The key for Schultz is going to be if he can broker a settlement with U.S. regulators concerning opioid and generic price-fixing litigation. Teva can ill-afford a large cash settlement at this stage of its turnaround. If Schultz is able to work out a deal with lawmakers involving the gifting of generic medicines over the next decade, the gray cloud shrouding Teva would quickly disappear.
Although Teva still has work to do, it’s generating $2 billion or more annually in operating cash flow, and it looks downright cheap at 4 times Wall Street’s projected earnings per share for 2021.
For you growth stock investors, the Buffett stock to buy hand over fist in June is e-commerce giant Amazon (NASDAQ:AMZN).
I know what you’re likely thinking: “Amazon has a $1.6 trillion market cap. What upside can it really offer?” The answer to that question is significant upside, especially if you pay close attention to its industry-level dominance and its operating cash flow growth.
Amazon is best-known for its online marketplace. According to an April report from eMarketer, Amazon controls approximately $0.40 of every $1 spent online in the United States. Its utter dominance of the retail space has helped it sign up more than 200 million people worldwide to a Prime membership. This is important for two reasons. First, the fees collected from Prime members helps Amazon to undercut brick-and-mortar retailers on price. And second, it gives Prime members extra incentive to spend more.
Amazon has also become a force to be reckoned with in the cloud infrastructure space. Amazon Web Service (AWS) holds about a third of all cloud infrastructure market share, according to a report from technology analysis company Canalys. What’s worthwhile to note is that cloud service margins are considerably higher than retail margins. Thus, as AWS grows into a larger percentage of total sales, Amazon’s operating cash flow should grow at a much faster pace than revenue.
Remember how I said Amazon has significant upside? Throughout the previous decade, investors valued the company at a multiple of 23 to 37 times its cash flow.
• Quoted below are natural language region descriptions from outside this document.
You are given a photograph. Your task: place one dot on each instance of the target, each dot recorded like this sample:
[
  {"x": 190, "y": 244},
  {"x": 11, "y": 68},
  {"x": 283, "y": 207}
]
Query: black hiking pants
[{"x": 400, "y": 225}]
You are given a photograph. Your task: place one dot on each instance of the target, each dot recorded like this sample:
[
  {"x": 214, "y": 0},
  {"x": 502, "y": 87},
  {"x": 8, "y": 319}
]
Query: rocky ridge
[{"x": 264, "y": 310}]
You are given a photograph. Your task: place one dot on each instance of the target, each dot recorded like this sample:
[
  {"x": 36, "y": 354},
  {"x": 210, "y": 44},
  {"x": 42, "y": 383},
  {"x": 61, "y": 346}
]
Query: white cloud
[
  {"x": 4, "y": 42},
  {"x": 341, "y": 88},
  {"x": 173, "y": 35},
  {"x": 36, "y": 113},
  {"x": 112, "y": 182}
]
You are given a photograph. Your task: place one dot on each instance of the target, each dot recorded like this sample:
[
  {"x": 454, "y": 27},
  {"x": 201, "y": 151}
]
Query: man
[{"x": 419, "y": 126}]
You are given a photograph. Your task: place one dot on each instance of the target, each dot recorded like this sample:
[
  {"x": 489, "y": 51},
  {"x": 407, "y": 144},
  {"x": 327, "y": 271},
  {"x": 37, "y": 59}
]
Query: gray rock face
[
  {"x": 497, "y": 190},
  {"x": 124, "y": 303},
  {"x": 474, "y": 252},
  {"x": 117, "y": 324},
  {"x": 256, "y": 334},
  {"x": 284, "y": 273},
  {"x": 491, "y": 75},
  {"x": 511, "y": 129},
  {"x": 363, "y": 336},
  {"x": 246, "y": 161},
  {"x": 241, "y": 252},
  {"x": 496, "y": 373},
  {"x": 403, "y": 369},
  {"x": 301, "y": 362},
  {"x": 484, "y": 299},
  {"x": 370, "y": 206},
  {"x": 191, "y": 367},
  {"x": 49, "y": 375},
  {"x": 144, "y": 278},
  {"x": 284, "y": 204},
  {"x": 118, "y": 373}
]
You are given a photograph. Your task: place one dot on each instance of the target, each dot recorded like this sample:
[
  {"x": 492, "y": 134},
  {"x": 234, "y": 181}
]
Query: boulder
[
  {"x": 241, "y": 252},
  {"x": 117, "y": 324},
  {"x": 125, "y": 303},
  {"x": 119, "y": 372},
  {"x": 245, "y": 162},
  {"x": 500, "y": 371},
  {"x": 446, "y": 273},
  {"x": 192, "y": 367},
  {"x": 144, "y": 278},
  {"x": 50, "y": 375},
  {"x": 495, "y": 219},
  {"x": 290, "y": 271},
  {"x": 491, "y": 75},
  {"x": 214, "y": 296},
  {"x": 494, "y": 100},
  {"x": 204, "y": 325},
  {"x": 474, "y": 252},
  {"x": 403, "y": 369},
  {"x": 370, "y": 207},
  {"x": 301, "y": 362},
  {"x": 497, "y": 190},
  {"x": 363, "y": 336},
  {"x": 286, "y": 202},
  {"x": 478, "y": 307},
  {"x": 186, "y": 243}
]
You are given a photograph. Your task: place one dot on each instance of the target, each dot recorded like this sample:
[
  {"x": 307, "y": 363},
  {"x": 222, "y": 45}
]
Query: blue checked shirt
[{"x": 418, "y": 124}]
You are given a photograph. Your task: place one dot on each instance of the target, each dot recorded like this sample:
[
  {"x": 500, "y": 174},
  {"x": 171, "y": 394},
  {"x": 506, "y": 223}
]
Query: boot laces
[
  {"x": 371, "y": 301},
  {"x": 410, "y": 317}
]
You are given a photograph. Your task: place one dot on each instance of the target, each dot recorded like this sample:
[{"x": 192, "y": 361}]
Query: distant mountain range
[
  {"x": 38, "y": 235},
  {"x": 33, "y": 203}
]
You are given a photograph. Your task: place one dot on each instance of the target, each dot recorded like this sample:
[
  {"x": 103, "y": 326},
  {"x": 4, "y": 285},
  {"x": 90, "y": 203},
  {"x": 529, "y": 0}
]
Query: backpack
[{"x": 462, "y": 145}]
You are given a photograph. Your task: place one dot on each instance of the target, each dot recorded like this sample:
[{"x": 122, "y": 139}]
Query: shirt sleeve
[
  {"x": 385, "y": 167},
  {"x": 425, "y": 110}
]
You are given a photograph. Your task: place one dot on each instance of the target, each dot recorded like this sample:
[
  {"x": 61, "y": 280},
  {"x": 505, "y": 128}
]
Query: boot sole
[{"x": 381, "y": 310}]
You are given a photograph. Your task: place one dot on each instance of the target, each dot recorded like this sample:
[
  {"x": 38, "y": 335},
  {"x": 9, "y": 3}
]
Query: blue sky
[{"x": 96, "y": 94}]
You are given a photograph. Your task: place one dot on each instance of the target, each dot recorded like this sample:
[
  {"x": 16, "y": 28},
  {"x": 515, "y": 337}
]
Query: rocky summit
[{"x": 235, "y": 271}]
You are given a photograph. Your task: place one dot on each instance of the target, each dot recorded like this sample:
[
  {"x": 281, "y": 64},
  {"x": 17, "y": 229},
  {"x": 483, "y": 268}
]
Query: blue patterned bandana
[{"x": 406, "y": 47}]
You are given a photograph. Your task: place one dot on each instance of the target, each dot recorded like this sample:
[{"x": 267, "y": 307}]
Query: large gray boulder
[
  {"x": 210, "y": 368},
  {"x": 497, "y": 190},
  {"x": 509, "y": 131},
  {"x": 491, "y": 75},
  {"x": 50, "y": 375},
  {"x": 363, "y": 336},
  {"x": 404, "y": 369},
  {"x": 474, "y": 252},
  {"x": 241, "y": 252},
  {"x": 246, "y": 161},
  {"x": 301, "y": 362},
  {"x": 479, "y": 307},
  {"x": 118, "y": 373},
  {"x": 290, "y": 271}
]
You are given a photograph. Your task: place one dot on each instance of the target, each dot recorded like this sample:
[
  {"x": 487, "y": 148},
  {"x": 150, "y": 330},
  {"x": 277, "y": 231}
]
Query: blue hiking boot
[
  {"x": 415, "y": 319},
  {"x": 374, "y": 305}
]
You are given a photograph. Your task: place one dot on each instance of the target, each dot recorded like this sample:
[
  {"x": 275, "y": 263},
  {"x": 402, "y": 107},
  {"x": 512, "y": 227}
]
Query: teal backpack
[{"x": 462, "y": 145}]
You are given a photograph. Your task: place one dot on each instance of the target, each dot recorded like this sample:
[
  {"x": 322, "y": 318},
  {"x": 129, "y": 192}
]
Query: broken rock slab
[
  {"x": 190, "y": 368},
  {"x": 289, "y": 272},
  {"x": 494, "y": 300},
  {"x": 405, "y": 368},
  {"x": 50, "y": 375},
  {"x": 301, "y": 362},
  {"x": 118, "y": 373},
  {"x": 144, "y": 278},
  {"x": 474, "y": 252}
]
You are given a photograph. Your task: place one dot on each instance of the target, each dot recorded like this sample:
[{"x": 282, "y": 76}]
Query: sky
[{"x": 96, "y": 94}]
If this same range were to hold by mid-decade, Amazon’s share price could double or triple from its current level. That’s why it’s a hand over fist Buffett stock to buy in June.
This article represents the opinion of the writer, who may disagree with the “official” recommendation position of a Motley Fool premium advisory service. We’re motley! Questioning an investing thesis — even one of our own — helps us all think critically about investing and make decisions that help us become smarter, happier, and richer.